Remittal, where permitted, is a three-step process: First, the judge must fully disclose the basis for disqualification on the record.  Second, without the judge’s participation, the parties who have appeared and not defaulted and their lawyers must all agree that the judge should not be disqualified.  Third, the judge must independently conclude that he/she can be impartial and be willing to participate in the case.  If all three steps are satisfied, the judge may accept remittal of disqualification and must incorporate the parties’ and their attorneys’ agreement into the record of the proceeding.

 

          Given that the remittal process envisions affirmative consent from all sides, not just the “unconflicted” side(s), we have advised that remittal is unavailable in an ex parte application, such as an application for a search warrant which necessarily “is submitted and decided” ex parte (Opinion 09-97; see also Opinions 19-162; 17-150; 08-50; 98-27).

 

          We here reaffirm that in ex parte matters, such as applications for arrest warrants and search warrants, where the defendant is not present and cannot be fully informed of the basis for the judge’s disqualification or affirmatively consent to waive it, the judge must simply disqualify him/herself, since to preside in the matter may create an appearance of impropriety (see 22 NYCRR 100.2; Opinions 98-27; 19-162; 17-150; 08-50).

 

          In our view, the same principles apply to arraignments.  Remittal of the judge’s disqualification is permitted if both sides are present at the arraignment.  This means, at an absolute minimum, the criminal defendant and a representative of the prosecution must be present.[3]  Conversely, if there is no representative of the People present at arraignment, then it is an ex parte proceeding where remittal is not available.

 

          Prior opinions, including Opinions 08-50 and 98-27, will be amended as needed to clarify that remittal is available where both sides are present for arraignment.

 


[1] Relatives within the first degree of relationship include a spouse, parent, or child, a step-parent or step-child, and a son- or daughter-in-law.
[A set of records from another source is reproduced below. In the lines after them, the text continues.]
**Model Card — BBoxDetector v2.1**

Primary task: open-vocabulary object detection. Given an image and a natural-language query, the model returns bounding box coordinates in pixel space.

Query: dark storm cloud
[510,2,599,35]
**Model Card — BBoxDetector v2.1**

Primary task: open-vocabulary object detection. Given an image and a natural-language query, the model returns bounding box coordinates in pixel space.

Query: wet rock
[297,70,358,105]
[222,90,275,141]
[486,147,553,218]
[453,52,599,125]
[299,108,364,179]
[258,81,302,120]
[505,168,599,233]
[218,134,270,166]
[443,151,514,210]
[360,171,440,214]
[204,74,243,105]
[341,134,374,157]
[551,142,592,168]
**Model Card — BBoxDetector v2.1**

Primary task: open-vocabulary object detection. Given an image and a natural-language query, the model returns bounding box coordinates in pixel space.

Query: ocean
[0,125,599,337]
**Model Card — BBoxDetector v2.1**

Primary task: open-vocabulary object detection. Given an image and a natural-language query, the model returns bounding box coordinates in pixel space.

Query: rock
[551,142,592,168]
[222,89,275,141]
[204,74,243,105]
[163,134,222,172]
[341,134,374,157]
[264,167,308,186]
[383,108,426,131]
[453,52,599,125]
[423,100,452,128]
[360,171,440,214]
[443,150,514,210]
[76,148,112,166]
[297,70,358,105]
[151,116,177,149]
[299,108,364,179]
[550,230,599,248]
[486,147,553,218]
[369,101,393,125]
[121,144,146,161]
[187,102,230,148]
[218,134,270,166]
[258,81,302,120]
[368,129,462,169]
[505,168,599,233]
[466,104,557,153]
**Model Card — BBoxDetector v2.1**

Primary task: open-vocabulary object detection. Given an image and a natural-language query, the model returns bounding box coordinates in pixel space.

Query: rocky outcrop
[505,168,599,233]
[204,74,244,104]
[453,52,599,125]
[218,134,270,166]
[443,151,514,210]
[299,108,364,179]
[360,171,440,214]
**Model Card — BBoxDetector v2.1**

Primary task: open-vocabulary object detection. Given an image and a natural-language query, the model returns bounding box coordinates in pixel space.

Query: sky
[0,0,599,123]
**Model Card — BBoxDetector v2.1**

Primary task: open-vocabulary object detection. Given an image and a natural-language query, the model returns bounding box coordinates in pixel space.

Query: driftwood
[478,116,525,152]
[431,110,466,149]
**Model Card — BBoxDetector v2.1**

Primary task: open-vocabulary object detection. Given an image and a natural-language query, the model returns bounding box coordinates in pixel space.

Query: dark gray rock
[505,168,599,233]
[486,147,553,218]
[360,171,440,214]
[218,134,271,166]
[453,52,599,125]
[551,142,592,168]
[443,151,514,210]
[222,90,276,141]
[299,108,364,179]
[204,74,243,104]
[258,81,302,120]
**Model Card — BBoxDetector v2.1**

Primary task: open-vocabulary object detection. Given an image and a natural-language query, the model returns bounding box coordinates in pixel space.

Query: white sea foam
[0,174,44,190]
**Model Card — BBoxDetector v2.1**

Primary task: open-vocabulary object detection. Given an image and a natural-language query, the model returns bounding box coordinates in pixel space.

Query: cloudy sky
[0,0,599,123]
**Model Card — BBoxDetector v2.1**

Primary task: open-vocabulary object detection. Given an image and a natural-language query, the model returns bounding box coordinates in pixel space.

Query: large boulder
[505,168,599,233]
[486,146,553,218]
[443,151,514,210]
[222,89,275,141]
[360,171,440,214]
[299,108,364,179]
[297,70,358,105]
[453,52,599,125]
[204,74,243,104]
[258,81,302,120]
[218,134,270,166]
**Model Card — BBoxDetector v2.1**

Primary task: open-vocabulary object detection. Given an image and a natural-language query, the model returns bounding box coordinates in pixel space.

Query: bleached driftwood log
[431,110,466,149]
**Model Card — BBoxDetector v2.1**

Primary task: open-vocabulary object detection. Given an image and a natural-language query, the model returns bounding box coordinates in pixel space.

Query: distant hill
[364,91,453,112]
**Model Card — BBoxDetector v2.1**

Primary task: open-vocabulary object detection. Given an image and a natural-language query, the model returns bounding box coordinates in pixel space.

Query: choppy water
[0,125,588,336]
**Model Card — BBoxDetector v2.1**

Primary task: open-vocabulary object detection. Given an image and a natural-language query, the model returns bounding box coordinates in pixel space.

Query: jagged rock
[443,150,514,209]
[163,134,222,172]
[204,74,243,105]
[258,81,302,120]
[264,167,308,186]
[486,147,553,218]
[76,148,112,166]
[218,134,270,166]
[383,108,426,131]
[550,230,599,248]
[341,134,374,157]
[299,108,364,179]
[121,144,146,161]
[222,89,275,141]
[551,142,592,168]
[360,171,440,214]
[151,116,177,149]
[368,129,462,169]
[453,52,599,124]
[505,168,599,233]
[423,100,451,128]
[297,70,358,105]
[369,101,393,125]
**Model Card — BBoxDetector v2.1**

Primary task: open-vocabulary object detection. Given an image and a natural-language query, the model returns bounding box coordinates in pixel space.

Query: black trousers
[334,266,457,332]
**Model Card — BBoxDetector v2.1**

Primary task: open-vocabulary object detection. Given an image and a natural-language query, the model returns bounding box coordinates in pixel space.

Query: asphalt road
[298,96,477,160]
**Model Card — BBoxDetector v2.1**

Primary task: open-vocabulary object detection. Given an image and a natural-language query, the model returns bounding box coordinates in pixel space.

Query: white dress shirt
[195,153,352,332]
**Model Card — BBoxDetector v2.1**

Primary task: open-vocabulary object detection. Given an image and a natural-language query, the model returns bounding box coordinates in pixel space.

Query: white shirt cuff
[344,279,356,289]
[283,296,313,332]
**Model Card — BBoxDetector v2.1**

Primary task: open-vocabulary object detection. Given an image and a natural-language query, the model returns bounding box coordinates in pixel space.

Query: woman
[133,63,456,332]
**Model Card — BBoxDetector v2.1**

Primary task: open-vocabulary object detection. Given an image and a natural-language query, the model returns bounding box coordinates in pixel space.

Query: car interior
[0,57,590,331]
[2] For completeness, we note that a judge may not “initiate, permit, or consider ex parte communications” concerning a pending or impending proceeding, unless an exception applies (22 NYCRR 100.3[B][6]), such as “when authorized by law to do so” (22 NYCRR 100.3[B][6][e]).

[3] Whether the defendant must be represented by counsel is a legal question; from an ethics perspective, remittal remains possible if a party is appearing without counsel (see Opinion 21-22[A]).  Similarly, whether the prosecutor may delegate authority to a law enforcement officer, or has lawfully done so, is likewise a legal question (cf. Opinions 15-197[B] [observing that “in some local courts, the complainant police officer or trooper may also serve as the prosecution’s sole representative”]; 13-124/13-125/13-128/13-129 [recognizing that a district attorney “might authorize the accompanying law enforcement officer to serve as the prosecutor’s representative”]).